Dana White interacts with his more than two million followers on Twitter during Saturday night's UFC 145 card in Atlanta. (Bryan Armen Graham/

ATLANTA -- Dana White is a sick man.

It’s 8:51 p.m. on fight night and the president of the Ultimate Fighting Championship has just been shot up with two bags of IV fluids in an anonymously marked lounge in the bowels of Philips Arena. Food poisoning, he explains, from a bad turkey burger during last night’s red-eye from Las Vegas.

“I can’t f---ing believe I’m standing here,” White says, nursing a three-quarters-full SmartWater bottle filled with a urine-colored fluid (“Pedialyte,” he says). “I thought I was going to die this morning. I couldn’t talk. I couldn’t walk. I was sweating like someone sprayed me with a hose. I was sprawled out on the marble floor of my bathroom.”

Yet White is on his feet, peering at a MacBook screen over the shoulder of Kristin Adams, the UFC’s 28-year-old social media whiz, who is busy engaging with celebrities and fans buzzing about tonight’s UFC 145 card. His attention diverts to the flatscreen TV showing the undercard bout currently happening outside between Mac Danzig and Efrain Escudaro.

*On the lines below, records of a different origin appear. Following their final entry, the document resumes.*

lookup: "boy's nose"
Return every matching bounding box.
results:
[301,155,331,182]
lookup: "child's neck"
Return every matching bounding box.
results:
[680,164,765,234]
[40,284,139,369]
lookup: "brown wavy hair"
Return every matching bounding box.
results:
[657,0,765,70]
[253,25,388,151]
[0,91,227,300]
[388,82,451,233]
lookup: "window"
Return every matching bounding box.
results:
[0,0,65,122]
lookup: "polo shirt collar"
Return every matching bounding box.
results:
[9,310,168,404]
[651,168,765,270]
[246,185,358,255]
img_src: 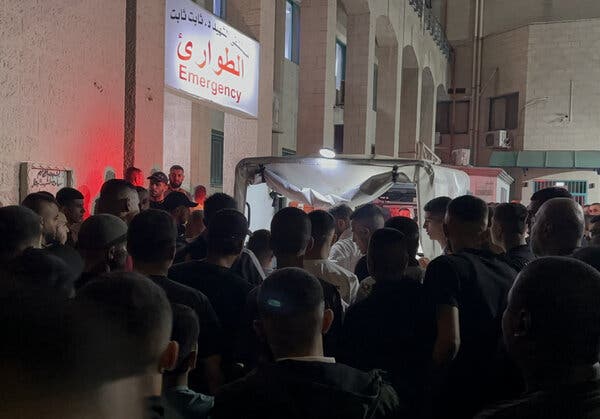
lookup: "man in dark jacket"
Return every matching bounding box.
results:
[211,268,401,419]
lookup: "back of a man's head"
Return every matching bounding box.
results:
[572,246,600,273]
[308,210,336,245]
[385,216,420,259]
[166,304,200,376]
[506,257,600,368]
[329,204,353,221]
[424,196,452,216]
[445,195,488,250]
[74,272,173,379]
[368,228,409,282]
[207,209,248,256]
[6,248,76,297]
[21,192,58,214]
[530,197,584,257]
[529,187,572,213]
[247,229,272,262]
[0,205,42,261]
[128,210,177,264]
[351,203,385,232]
[56,187,84,207]
[257,268,325,357]
[203,193,237,227]
[270,207,312,258]
[493,203,527,236]
[97,179,140,222]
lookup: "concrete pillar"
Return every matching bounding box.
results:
[419,70,435,149]
[163,91,192,189]
[296,0,337,155]
[344,12,376,155]
[134,0,165,175]
[223,0,275,195]
[375,44,400,157]
[398,68,421,157]
[190,103,212,190]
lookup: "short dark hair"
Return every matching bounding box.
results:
[0,206,41,260]
[21,192,58,214]
[128,210,177,263]
[6,248,76,297]
[530,187,572,204]
[169,165,184,172]
[270,207,311,256]
[308,210,335,243]
[167,304,199,375]
[385,216,420,259]
[75,272,173,378]
[511,257,600,365]
[56,187,84,206]
[204,193,238,227]
[329,204,353,220]
[258,268,324,354]
[247,229,272,261]
[207,209,248,256]
[135,185,148,195]
[493,202,528,235]
[591,215,600,224]
[351,204,385,230]
[125,166,142,180]
[423,196,452,216]
[100,178,137,197]
[447,195,488,225]
[367,228,409,282]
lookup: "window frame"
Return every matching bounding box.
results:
[284,0,300,64]
[489,92,519,131]
[210,130,224,188]
[213,0,226,18]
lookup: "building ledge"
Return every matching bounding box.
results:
[490,150,600,169]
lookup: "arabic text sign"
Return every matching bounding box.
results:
[19,163,73,201]
[165,0,260,117]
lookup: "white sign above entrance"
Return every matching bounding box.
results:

As Adams reads aloud tweets from celebrities posting about the fight -- Criss Angel, Jerry Rice, Jim Norton, Kelly Slater -- White dictates rapid-fire responses as he unboxes a new cell phone. He directs Adams to tweet out the number, offering his more than two million followers an opportunity to trade opinions with one of the most powerful and unorthodox executives in sports.

White spoke on the phone Saturday night with several UFC fans, who called a phone number he posted on Twitter. (Bryan Armen Graham/

“There’s no service down here, they’re all going to voice mail,” he says. “Five voice mails, six voice mails, seven voice mails.”

Finally the phone rings; a fan calling from Sweden made it through. “Who’s this?” White asks, before reassuring the voice on the other end, “I swear to God it’s really me.”

Another caller rings from New Zealand. Another from North Carolina. Another calls from inside the arena and asks if he can attend the post-fight press conference. White gets an assistant to take down his seat location and cell phone number and makes it happen. “Thanks so much for the support, bro,” he says before clicking over to the next call.

It’s White’s hands-on approach that’s helped make MMA the world’s fastest growing sport, but it's his willingness to reach out and connect with the fans that create a brand loyalty that ensures they'll be long-term customers.

It’s hard to imagine Roger Goodell or David Stern shooting the bull with fans before an important game. “I don’t understand why though,” White says. “It’s so easy to do. It takes two seconds.”